The other day, I was talking to one of our clients – for whom we are designing a semantic search engine - and he made a comment which deserves some consideration.
According to him, it is essential that a search engine be very rapid, like Google, which gives results in two to three tenths of a second on average. In fact, he believes that his search engine should be even faster because Google filters who knows how many billions of pages, while his Intranet contains less than a million J. I tried to explain to him that speed is only one of many important aspects.
Like in many other fields, Google has been successful in transforming a technical (and very internal) aspect into a feature which has become important for users. Without a doubt, speed has become essential for Google as well as for other search engines. In fact, many common searches are no longer carried out, but are “preprogrammed” by the system because this means cutting down on servers (thousands and thousands), electrical energy, bandwidth and more.

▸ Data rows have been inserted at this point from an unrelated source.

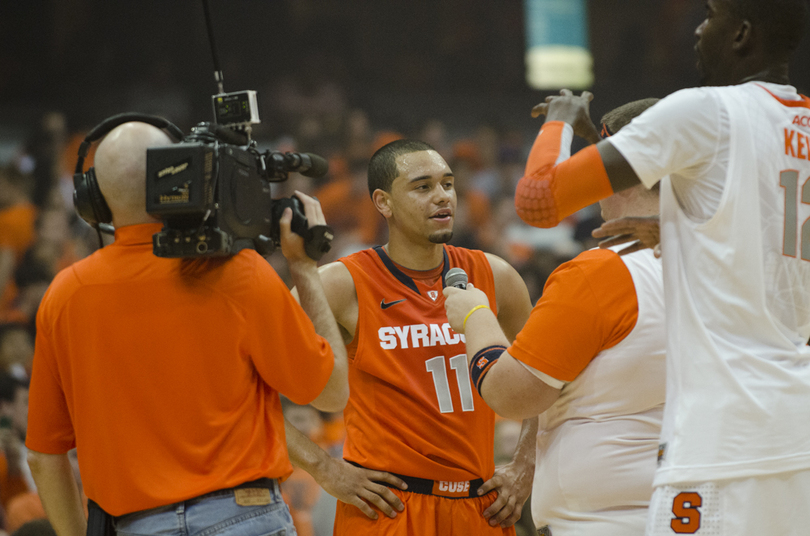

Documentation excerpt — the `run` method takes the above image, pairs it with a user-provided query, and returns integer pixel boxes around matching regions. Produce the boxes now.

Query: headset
[73,112,185,229]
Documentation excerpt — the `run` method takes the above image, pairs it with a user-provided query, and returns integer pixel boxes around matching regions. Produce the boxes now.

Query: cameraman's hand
[532,89,602,143]
[279,190,326,267]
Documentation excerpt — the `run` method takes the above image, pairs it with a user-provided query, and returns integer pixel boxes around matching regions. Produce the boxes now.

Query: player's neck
[736,63,790,85]
[383,238,444,270]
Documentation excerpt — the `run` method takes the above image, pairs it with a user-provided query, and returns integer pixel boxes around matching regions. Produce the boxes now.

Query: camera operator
[27,122,348,536]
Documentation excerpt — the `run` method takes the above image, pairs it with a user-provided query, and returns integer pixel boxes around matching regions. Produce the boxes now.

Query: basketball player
[451,0,810,536]
[287,140,537,536]
[445,99,666,536]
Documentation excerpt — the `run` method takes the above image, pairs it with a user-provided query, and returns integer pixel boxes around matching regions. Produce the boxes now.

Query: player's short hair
[727,0,808,58]
[601,98,661,194]
[368,139,436,195]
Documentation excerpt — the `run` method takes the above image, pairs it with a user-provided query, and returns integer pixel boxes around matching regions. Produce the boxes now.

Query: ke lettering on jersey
[793,115,810,127]
[785,127,810,160]
[377,322,466,350]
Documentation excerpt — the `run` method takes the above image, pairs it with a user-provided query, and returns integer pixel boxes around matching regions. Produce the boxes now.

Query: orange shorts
[334,488,515,536]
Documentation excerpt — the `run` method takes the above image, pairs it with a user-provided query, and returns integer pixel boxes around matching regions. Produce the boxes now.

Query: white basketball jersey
[532,246,666,536]
[652,83,810,486]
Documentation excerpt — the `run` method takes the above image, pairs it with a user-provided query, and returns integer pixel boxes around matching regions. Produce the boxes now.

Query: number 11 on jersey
[425,354,475,413]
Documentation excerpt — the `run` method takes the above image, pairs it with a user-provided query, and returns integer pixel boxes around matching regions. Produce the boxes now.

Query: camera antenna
[202,0,225,95]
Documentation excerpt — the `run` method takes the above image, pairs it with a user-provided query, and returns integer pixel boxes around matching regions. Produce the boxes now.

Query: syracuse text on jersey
[377,322,467,350]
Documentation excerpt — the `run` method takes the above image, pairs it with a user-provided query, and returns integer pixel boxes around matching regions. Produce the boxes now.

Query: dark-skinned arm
[515,90,641,228]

Establishing how important speed actually is for users is a complicated task: obviously, the less time it takes the better, but I ask myself if it wouldn’t be better to wait even 10 times longer (meaning only 2 or 3 seconds) in order to have better results.
In fact, based on the latest market research, 40% of Internet searches do not receive results, half of the searches have to be reworded in order to get better results and 46% of the search sessions are longer than 20 minutes. Given this situation, personally, I would be happy to wait 2 seconds longer if it means that I will find what I’m looking for more often and/or it reduces the search time of 20 minutes even by just 5 minutes.
Perhaps the problem lies within the fact that with the current technology, Google and other search engines do not know how to improve search results, even if they took 10 times longer. Therefore, they use a simple tactic as a backstop (a kind of unspoken agreement with the user, which is probably tolerable): I’ll give you answers quickly (and for free), but don’t expect too much quality-wise!
Last Wednesday, I visited a client to discuss semantic searches. He motioned for me to sit in the chair in front of his desk. Then, right off the bat, he asked, “Can you explain why, when I search for something in Google or Yahoo, sometimes the information I’m looking for is at the top of the list and other times it’s not there at all?”
His question sparked a very interesting and lively discussion about the Semantic Web, which made me think about how much ground has been covered, but also about how much confusion still exists in regards to this subject.
The first time people began to talk about the Semantic Web was in 2001. It was a new kind of Web, in which web pages, various files, images and the like, would contain precise information about the data they contained. In this way, the Web would become Semantic: no longer a source for manually-searched documents, but rather an instrument capable of immediate and automatic data interpretation. I remember thinking, “Fantastic”. Many people still think it is just that…something that is more closely related to fantasy than reality.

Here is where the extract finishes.